Extended Data Fig. 8. Outer and inner surface of VIFs.

(a) The frontal straight (red transparent density) and lateral curved (blue transparent density) tetrameric regions in the electron density map are formed from 2 antiparallel 2A-2B dimers (red helices) and 2 antiparallel 1A-1B dimers (blue helices), respectively, and the contact sites between the protofibrils (magenta transparent densities) are formed by the tail domains (magenta chains). (b) The horizontal line in (a) indicates the position of the respective octameric cross-section (shown within the dashed rectangle). (c) The outer surface of VIFs is mainly coated with the 2A-2B dimers and the inner surface with the 1A-1B dimers. The tail domains form the contact sites between the protofibrils. The head domains (grey chains) emanate into the lumen of VIFs and form the luminal fiber (grey density).

Extended Data Fig. 9. Construction of a protofibril.

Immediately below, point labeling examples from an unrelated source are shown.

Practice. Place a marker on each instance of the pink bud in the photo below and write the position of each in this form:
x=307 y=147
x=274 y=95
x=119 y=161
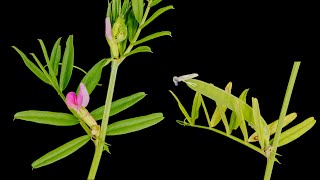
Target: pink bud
x=74 y=101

Numbers and horizontal lines indicate the number of α-helices in cross-section at the respective positions. Cross-sections are shown within dashed rectangles. The polarity of the individual α-helices is annotated with + and - signs. Starting from a first tetramer t₁ (shown on the left), a second tetramer t₂ attaches with its 1A-1B section (blue helices) laterally to one of the flanking 2A-2B dimers (red helices) of t₁. This creates an intermediate assembly (t₁ and t₂) with 6 chains in cross-section. Subsequently, a third tetramer t₃ binds to either side of this assembly. This creates a minimal length (~110 nm) protofibril (t₁, t₂ and t₃) with its basic repeating unit (8 chains in cross-section) fully assembled in its center. Therefore, the full assembly of a protofibril with 8 polypeptide chains in cross-section requires the sequential interaction of at least 3 tetramers. The model shown on the right is derived from the protofibril model by removing the central tetramer t₂. This model shows that the central 2A-2B region is formed from 2 antiparallel 2A-2B dimers, which are provided from the 2 neighboring tetramers.

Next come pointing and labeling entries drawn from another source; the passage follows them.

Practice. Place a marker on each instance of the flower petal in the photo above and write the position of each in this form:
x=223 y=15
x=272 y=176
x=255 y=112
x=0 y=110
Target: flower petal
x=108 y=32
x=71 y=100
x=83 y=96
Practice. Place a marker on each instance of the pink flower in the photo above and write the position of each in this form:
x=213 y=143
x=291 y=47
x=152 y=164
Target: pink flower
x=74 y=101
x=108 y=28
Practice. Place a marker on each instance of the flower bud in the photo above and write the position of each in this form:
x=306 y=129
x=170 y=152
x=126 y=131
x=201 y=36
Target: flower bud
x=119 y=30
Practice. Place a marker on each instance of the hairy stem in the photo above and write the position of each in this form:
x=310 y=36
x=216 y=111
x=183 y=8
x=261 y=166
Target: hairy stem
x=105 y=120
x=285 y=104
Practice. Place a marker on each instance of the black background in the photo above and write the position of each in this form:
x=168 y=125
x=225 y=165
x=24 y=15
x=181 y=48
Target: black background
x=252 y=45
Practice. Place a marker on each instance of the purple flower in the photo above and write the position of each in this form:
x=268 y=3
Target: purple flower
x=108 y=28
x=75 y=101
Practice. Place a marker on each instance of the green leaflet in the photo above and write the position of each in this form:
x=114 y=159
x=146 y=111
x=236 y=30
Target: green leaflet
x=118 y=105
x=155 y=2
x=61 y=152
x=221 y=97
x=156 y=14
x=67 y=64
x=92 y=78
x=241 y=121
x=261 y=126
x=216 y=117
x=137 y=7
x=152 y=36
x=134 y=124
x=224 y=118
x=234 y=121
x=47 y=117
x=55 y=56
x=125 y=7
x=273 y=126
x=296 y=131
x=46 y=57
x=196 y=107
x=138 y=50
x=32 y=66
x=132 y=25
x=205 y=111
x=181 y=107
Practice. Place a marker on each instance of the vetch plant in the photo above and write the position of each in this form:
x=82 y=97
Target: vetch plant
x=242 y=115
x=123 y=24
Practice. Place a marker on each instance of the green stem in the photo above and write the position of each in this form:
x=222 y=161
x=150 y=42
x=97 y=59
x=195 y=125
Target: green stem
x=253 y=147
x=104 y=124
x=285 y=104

Extended Data Fig. 10. VIF models with increasing numbers of tetramers.

(a) VIF model constructed from 5 tetramers. Scale bar is 50 nm. (b) VIF model constructed from 10 tetramers. (c) VIF model constructed from 15 tetramers. In-situ VIFs assembled from at least 15 tetramers exhibit 40 polypeptide chains in cross-section through their central regions.